Perspective N point solution: Position drifting linearly with rotation angles?


I am using a P3P algorithm to compute the rotation and translation of a camera given pre-mapped 3D points, and their corresponding projections on the 2D plane (PNP problem). The algorithm I am using is the one described in a CVPR 2017 paper, with implementations in both OpenCV and OpenMVG (I am using the latter). Naturally, the algorithm works inside a RANSAC framework.

Strangely, I am noticing a precise 'drift' in the position computed, that changes with the rotation angles. I.e.: If I hold the camera's position constant and just rotate it, according to the OpenCV coordinate convention, changes in pitch cause the position to drift in the Y direction, and changes in yaw cause the position to drift in the X direction (I have not tested roll yet.) When I tried to fit a curve to this dataset of pitch vs Y and yaw vs X values, I noticed a pretty constant variation. After removing scale factors and converting the angles into radians, this is the profile I see:

X ~= -4.0 * yaw_angle
Y ~= 4.0 * pitch_angle

(Translation units in meters with a scale factor of 1.0, rotation angles in radians)

Is this some sort of a commonly known transformation I am failing to account for? It's linear, so I am assuming it cannot be dependent on the rotation angle. I have skimmed through the paper and some relevant resources but I am unable to figure out the cause of this relationship.

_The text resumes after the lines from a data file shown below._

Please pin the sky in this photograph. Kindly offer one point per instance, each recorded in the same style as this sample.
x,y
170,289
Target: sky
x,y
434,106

Curve fitting results from MATLAB: Pitch curve Yaw curve


Solution

  • The problem was a bug in my code where I was accessing the translation part of the solution directly, and not the camera position, so it was indeed a missing transformation.

    For future reference, the true camera position from a PNP solution needs to be computed as

    C = -R' * t

    R is the rotation matrix and t is the final translation vector returned by the PNP algorithm. Being a linear operator, this encodes a purely linear relationship with respect to the rotation angles.